Wordsmith Interview – Alex Ender

Alex Ender

Age: 28

Location: Gainesville, FL.

Education: B.A. in English (University of North Florida, 2014). MFA Creative Writing, Fiction (University of Florida, 2018).

The Writer

Do you have a specific writing style?
I think in long, complicated sentences. With fiction, I attempt to lessen my natural verbosity: give me simplicity and directness. I used to think that the right readers would unravel my complexity and understand me. Wrong. I have to provide the gaps for others to fall into, not dig out of.

I prefer nameless subjects; verbs need to be the standout words, even when they are nouns or adjectives and unused before. I beckon “The Sentence is a Lonely Place,” where Gary Lutz has theorized precisely in these ways.

I am a glutton for invoking titles. I often have 4-5 established titles in mind at all times. The title contains the big picture; nothing matters more to an Aquarius.

Everyone in the story is insignificant to me, and only what happens in the spaces between them matter. Places, however, are protagonists I can get behind. They hold all of the animals. That’s all we are.

Do you see writing as a career?
I could impart in other career-driven ways, sure, but why? Writing is the only immortality, as far as “humanity” goes. If a generation a thousand years from now is wanting to translate even a line of what I’ve thought or use it in context of their present, a lifetime of achievement is accomplished. Anyone praising me in the same vein in the here and now will help me move along, maybe cut me a check. That’s all ideology, but where else can you live as a dreamer? I see no future in industries or economies, but the ability to write well. The want to live in someone else’s mind will always be warranted as well.

The Work

Tell us about your work in Crack the Spine.
“We Are Evergreen” is derivative of many spaces, the most obvious being a cemetery. Evergreen Cemetery of Jacksonville, FL is the fictionalized base.

What inspired this work?
If anyone is familiar with the South Korean neo-noir film Oldboy, they may recognize the origin of the main title; the protagonist in that film wails “We Are Evergreen” in a sobering (crying) rendition of his high school’s anthem. His voice in that scene, along with the many dynamics of that film, challenge what the quality of life is and if your identity stays more true if you die before you are corrupted.

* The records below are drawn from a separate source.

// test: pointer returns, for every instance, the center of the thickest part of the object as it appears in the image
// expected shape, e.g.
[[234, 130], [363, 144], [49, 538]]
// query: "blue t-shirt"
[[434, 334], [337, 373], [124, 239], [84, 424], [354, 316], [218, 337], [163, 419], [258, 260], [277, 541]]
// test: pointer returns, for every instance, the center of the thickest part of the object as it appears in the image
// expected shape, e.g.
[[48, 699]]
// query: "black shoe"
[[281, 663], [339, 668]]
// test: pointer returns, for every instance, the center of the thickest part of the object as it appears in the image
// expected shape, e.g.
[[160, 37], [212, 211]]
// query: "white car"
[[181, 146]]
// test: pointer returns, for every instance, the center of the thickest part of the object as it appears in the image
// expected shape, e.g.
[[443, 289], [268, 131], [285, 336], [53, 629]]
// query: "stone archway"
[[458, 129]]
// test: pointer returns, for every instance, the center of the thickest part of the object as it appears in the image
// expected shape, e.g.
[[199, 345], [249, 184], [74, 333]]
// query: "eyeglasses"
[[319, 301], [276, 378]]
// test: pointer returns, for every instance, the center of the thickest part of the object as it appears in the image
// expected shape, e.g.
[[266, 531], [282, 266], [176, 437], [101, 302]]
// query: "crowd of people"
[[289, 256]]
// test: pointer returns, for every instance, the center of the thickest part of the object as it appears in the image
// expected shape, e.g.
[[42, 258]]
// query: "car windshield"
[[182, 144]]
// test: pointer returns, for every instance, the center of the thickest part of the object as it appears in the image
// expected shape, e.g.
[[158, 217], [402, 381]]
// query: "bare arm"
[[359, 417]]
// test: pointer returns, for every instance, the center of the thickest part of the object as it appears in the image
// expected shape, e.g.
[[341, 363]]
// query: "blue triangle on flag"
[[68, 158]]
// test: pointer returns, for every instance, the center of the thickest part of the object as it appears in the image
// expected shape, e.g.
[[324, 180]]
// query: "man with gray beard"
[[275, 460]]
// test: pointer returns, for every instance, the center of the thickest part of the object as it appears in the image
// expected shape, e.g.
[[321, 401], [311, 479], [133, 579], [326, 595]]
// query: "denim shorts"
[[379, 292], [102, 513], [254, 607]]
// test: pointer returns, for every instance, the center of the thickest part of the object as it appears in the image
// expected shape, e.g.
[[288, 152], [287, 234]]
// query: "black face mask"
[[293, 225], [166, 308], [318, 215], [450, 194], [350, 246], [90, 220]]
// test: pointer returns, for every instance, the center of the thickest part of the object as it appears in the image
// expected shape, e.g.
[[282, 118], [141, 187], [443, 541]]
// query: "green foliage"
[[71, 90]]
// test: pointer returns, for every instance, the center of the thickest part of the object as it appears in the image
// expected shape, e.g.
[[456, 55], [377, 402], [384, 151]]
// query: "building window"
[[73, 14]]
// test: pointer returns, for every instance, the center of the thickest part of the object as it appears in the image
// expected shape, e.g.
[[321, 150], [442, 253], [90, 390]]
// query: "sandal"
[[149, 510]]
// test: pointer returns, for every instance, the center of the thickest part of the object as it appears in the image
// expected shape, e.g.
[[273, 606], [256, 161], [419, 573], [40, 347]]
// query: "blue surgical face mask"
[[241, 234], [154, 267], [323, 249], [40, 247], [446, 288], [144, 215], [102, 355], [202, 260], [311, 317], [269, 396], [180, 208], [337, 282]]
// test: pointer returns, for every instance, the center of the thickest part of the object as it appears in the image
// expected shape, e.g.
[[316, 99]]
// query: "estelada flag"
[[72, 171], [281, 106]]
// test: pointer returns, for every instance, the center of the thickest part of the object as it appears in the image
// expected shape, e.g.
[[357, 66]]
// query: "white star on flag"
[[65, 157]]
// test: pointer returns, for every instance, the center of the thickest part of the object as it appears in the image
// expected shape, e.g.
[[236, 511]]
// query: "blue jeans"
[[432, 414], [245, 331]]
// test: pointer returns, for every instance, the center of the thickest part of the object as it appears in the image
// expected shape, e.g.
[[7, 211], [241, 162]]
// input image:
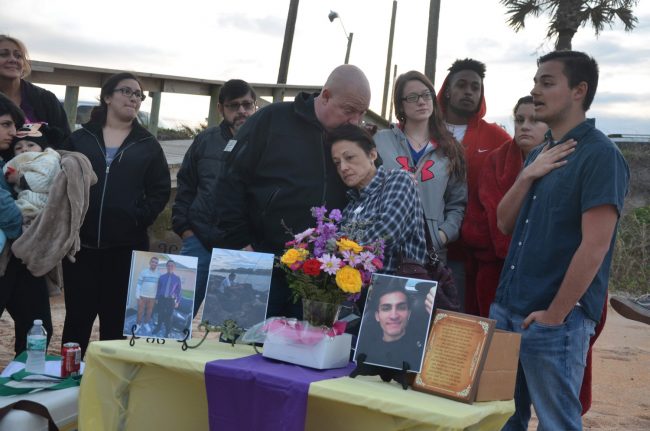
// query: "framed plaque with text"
[[455, 355]]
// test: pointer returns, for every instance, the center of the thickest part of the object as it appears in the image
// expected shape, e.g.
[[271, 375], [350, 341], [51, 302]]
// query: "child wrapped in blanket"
[[32, 169]]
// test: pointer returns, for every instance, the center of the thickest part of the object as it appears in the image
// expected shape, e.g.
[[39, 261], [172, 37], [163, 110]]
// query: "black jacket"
[[279, 169], [194, 208], [47, 108], [129, 193]]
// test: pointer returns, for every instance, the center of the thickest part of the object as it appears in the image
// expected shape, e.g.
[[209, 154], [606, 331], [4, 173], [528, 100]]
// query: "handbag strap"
[[432, 254], [30, 407]]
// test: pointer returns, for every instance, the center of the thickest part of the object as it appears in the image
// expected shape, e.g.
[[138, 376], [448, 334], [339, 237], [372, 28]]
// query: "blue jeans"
[[552, 361], [193, 247]]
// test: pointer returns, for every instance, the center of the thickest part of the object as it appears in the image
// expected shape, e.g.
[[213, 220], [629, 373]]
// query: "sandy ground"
[[621, 379]]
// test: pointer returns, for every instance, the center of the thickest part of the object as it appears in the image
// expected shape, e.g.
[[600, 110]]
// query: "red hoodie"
[[480, 139], [497, 176]]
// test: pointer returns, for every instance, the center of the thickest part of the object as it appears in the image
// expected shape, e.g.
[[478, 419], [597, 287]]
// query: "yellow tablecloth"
[[160, 387]]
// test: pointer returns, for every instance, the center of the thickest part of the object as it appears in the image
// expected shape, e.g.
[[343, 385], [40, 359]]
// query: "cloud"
[[604, 98], [606, 51], [269, 25]]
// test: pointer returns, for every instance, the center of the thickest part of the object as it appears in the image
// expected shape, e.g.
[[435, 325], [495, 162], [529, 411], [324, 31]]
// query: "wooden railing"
[[73, 77]]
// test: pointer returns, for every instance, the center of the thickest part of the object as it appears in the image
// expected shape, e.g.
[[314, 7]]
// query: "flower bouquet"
[[325, 266]]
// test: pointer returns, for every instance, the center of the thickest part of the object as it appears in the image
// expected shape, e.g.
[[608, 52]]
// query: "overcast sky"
[[221, 40]]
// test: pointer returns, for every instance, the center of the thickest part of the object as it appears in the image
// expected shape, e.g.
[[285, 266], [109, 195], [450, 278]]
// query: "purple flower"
[[301, 236], [318, 212], [366, 258], [352, 258], [336, 215], [329, 263]]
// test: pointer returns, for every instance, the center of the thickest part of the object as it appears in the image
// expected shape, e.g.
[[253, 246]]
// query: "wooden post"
[[389, 60], [70, 104], [432, 41], [155, 112], [288, 42], [214, 118]]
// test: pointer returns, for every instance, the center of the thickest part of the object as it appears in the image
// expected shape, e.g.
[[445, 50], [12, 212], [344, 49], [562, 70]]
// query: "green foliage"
[[181, 132], [631, 261], [567, 16], [321, 288]]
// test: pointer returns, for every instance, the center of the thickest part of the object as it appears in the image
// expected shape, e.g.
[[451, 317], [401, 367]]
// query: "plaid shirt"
[[391, 206]]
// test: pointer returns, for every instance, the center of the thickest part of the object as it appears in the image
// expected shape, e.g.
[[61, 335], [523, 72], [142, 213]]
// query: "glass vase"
[[319, 313]]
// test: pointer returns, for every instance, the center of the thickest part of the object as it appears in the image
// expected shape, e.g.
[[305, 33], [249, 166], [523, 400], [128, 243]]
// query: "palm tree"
[[568, 15]]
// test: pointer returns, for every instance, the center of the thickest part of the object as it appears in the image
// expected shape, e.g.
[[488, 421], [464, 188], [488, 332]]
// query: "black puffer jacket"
[[47, 108], [130, 192], [194, 209], [279, 169]]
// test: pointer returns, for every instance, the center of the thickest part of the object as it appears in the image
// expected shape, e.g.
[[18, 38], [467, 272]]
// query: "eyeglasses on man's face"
[[248, 106], [415, 98], [128, 92]]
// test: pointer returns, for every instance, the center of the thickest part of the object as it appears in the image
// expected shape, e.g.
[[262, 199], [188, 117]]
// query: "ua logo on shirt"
[[426, 173]]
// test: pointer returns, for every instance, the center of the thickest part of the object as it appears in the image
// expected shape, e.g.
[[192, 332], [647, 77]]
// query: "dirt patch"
[[621, 376]]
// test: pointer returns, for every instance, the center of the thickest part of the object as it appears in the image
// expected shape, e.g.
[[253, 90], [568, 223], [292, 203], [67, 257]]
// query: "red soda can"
[[70, 359]]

Is there a main theme or message in this piece?
I’m always interested in the imbalance between “animals” and “humans.” A cemetery is full of “animal” life, yet when spoken of or walked through, the impression is an intense sympathy or even self-death. “We Are Evergreen” is an aim to capture the life of nature, despite the stones and bones of man.

Tell us about another project you have published or are currently working on.
I’ve done some ghostwriting and small-time published work. On the flip side, part of my new MFA candidacy at UF is to create a publishable book for a thesis. I’m brewing animal rights, astrology, Mexican/Aztec/Mayan impressions, and other left-fielding ingredients. The next three years of studying under the likes of Padgett Powell, Amy Hempel, David Leavitt, and Jill Ciment will feed into that culmination, in whatever ways they shape me. In the meantime, I will tirelessly submit to all the journals I slave over.

When can we find this work?
Ask in me three years, and I will send you a copy myself.

The Methods

What time of day or night makes you most productive as a writer?
My peak writing hours are 10 p.m. – 6 a.m. I don’t have drugs or drinking to push my writing, so sleepy delirium tends to win. In fact, most of my dreams are turned into fictions. Maybe I was sleepwriting all those times.

What are your thoughts on writing at a computer vs. writing longhand?
The great irony: my handwriting is atrocious. Typing allows me to use my native technical skills to assist myself in dry spells. Dragging a whole paragraph to form a new order is something not easily done longhand. If I could find a typewriter that doesn’t retire too early, I think that would be the medium worth using.

What is your best piece of advice on how to stay sane as a writer?
Don’t. Get crazy. Upon acceptance to MFA@FLA, the greatest writing honor of my life so far, Padgett Powell said to me, “We get plenty of what I called ‘earnests.’ I don’t want any earnests here.”

The Madness

What is your favorite book?
There is No Year, Blake Butler

What is your favorite word?
Despondent.

What’s in that cup on your desk?
Always tea. Never coffee. Maybe coconut water.

Chocolate or Vanilla?
Vanilla: in smells, tastes, humor—everything. Chocolate is lush.

Cats or Dogs?
Ayn Rand, in a letter to Cat Fancy:

I can demonstrate objectively that cats are of a great value, and the carter issue of Cat Fancy magazine can serve as part of the evidence. (“Objective” does not mean “disinterested” or indifferent; it means corresponding to the facts of reality and applies both to knowledge and to values.)

This is the only satisfying passage I’ve ever read by Ayn Rand.

Cats.

Pen or Pencil?
Death to the pencil, but perhaps not the eraser. Destruction is creation. Ink cannot change once dried, and that permanency counts for something. The only people who ask me for whiteout are over 50; I don’t trust their life decisions if they sloppily cover up words with dated tools.